That’s close, but details matter
You are standing in an open field west of a white house, with a boarded front door.
There is a small mailbox here.
BTW, I can’t be sure, but I may have been the first person to correctly finish the original Zork Trilogy (Zork III).
I remember I got to what seemed to be leading to the ending when I’d get surprising text on the screen. Forget the exact words, but maybe included something like “End of Session”. Which both seemed wrong, but also sounded like it could be their idea of a funny ending. I did a lot of researching and everything I read from others was that was the ending they got - and they didn’t talk like it was a bug.
But I wondered about it anyway and just kept trying things. Eventually just before that ending, I dropped every item I was carrying and entered the last place I got to before - and everything changed. Suddenly I got all this treasure and got the real ending.
Turned out that, at least on the Apple II, there was a bug. I found the details much later - that if you entered that room with an open container (like a a jar with the lid off, etc) it would get that bug. Of course, by dropping everything, I eliminated any possibility of having an open container.
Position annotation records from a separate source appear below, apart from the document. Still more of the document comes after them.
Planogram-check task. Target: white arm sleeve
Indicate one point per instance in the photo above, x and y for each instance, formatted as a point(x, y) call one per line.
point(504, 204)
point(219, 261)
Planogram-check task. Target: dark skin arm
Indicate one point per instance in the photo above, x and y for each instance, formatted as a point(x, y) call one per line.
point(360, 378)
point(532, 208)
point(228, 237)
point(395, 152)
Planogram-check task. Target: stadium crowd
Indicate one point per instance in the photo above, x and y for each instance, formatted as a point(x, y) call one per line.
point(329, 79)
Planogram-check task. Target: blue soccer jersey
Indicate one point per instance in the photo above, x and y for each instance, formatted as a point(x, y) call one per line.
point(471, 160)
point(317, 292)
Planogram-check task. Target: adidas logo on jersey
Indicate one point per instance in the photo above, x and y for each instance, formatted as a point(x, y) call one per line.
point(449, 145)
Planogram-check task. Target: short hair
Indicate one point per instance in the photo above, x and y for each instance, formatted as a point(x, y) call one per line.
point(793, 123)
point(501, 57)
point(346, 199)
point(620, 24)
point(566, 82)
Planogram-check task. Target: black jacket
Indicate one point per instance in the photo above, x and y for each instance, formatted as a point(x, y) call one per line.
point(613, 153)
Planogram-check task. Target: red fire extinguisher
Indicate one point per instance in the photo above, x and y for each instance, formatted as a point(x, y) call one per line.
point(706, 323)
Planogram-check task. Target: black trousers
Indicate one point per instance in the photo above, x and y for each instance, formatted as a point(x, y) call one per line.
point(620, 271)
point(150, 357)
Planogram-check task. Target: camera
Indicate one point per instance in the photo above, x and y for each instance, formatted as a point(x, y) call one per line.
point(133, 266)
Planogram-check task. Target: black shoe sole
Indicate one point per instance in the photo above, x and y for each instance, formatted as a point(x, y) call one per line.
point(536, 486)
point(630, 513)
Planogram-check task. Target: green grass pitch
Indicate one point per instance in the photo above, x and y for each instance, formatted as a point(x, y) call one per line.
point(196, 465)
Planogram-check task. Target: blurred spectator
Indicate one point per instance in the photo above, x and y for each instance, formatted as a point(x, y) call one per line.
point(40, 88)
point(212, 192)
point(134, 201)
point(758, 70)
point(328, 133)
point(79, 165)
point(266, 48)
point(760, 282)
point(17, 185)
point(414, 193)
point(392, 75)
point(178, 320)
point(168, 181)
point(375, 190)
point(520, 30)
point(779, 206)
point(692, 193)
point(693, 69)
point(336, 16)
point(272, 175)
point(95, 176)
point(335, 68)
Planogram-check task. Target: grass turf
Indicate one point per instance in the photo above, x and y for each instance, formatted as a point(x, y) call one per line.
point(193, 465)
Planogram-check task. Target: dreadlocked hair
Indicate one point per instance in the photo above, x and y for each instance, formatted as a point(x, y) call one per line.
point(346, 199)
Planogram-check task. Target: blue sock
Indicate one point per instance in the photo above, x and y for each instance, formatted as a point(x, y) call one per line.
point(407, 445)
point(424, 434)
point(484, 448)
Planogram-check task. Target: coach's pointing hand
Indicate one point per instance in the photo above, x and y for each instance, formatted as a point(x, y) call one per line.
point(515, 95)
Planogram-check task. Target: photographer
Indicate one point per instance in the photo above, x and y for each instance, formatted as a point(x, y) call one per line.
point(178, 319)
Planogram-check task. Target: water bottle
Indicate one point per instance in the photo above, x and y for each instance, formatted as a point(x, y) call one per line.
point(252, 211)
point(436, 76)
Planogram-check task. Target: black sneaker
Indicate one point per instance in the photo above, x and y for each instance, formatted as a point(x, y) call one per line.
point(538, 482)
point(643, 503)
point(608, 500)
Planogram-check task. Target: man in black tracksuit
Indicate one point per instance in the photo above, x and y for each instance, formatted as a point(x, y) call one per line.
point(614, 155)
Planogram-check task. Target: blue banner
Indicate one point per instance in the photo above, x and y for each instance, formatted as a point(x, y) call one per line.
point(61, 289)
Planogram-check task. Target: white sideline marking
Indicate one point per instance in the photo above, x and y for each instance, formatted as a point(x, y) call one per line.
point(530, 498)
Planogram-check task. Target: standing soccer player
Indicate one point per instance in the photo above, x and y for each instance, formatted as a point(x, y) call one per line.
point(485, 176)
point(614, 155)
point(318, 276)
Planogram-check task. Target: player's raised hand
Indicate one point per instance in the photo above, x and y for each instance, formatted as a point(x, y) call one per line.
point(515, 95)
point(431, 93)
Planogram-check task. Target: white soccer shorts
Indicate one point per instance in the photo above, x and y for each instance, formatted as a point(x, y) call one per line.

So that’s my classic example of “zork tactics” - don’t just accept what others say and keep trying different things, often going to extremes (in this case, dropping everything) to see if anything changes.
I don’t recall the precise examples anymore, but I know there were two times I described a situation to Mark and he was confident he knew the cause, but I disagreed. It just didn’t quite match all I experienced. I just had trouble explaining things well enough, but I was pretty sure his interpretation was wrong. And, sure enough, later he told me I was right when his solution didn’t solve it.
If you ever talk to Mark, you quickly learn he knows a heck of a lot in tech so no way would my knowledge set come close to his. But I was the one actually experiencing the issue and paid close enough attention to realize there was some other factor involved, even if I didn’t know what the factor was!
It’s one of the reasons I never blindly accept what “experts” say - about anything! I’ll certainly value their input, but I can think for myself too. Basic principles: I know different experts will often have completely opposite opinions. I know people completely inexperienced in a given field have been able to take a fresh look at a problem and solve it when experts did not.